How to integrate OWASP ZAP in Gitlab CI/CD pipeline.

29 December, 2022

In this article you will learn how to automate your secure deployment by integrating OWASP ZAP in your GitLab CI/CD pipeline. Doing so for GitHub is largely similar with GitHub’s actions.

Cybersecurity is becoming a priority on a worldwide scale. Both the US (NIST SSDF and Memorandum M-22-18) and the EU (NIS2) have recently introduced legislations to aim at high common level of cybersecurity. Meanwhile, the application security state-of-the-practice in large and small firms is far from ideal (to put it mildly). The attack sophistication and absolute numbers are increasing. The community is playing a whack-a-mole game hoping tooling will solve everything. The security teams on the other hand have already realized we are headed towards a train crash.
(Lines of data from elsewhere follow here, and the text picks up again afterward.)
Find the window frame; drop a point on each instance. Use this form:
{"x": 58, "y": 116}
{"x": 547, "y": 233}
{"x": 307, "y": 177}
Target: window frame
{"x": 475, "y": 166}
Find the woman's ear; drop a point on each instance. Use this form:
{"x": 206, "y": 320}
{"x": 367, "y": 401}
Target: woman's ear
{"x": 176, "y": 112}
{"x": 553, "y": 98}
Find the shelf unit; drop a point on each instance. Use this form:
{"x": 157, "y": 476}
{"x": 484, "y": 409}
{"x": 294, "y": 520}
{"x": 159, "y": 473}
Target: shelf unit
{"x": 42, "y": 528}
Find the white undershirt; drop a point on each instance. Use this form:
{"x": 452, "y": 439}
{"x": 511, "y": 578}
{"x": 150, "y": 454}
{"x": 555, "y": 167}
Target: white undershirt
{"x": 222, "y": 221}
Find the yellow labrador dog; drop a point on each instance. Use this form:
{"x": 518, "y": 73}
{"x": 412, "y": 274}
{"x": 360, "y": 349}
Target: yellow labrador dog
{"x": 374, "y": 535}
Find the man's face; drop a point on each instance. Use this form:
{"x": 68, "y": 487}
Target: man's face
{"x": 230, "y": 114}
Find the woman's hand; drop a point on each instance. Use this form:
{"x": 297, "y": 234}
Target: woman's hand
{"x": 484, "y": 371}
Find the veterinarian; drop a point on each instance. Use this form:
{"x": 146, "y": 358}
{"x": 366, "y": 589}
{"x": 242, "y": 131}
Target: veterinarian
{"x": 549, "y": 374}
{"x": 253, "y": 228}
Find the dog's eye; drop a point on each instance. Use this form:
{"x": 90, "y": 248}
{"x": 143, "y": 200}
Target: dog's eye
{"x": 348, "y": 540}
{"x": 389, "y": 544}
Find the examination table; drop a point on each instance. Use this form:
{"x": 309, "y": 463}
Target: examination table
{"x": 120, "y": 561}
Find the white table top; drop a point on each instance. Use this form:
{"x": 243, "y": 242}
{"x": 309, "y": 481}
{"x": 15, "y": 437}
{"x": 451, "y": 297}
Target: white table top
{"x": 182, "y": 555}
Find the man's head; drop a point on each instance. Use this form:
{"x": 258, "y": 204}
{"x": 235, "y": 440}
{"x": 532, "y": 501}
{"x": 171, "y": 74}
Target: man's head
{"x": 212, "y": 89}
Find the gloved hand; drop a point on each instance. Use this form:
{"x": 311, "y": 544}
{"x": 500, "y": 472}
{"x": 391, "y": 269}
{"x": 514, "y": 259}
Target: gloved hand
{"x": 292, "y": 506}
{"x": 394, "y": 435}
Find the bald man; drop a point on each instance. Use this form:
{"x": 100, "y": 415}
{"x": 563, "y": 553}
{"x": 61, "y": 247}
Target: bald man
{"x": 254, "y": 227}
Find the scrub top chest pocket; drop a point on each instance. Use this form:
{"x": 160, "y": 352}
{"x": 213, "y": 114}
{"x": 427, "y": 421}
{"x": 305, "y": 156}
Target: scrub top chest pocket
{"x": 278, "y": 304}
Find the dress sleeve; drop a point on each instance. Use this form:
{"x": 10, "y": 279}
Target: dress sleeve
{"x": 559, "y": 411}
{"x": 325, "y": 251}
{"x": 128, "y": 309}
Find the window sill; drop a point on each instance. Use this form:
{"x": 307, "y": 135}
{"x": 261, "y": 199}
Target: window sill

Security teams want less and not more tools as tooling pushes them down the rabbit hole with thousands of alerts. Paradoxically, we have known the systematic solution to the security challenge. We (the actual security experts) name it a secure software development lifecycle or an AppSec programme.

There are many AppSec programmes out there (NIST SSDF, Microsoft SDLC, BSIMM, etc) with OWASP SAMM being by far the simplest one to start with. The cornerstones of any AppSec programme are People, Process, Knowledge, Tools, Training and Risk. Thus, tooling is just one wheel in the whole machine. To make tooling efficient we should start from the process and fit the tools in the puzzle, rather than trying to reverse engineer the puzzle from the tools. 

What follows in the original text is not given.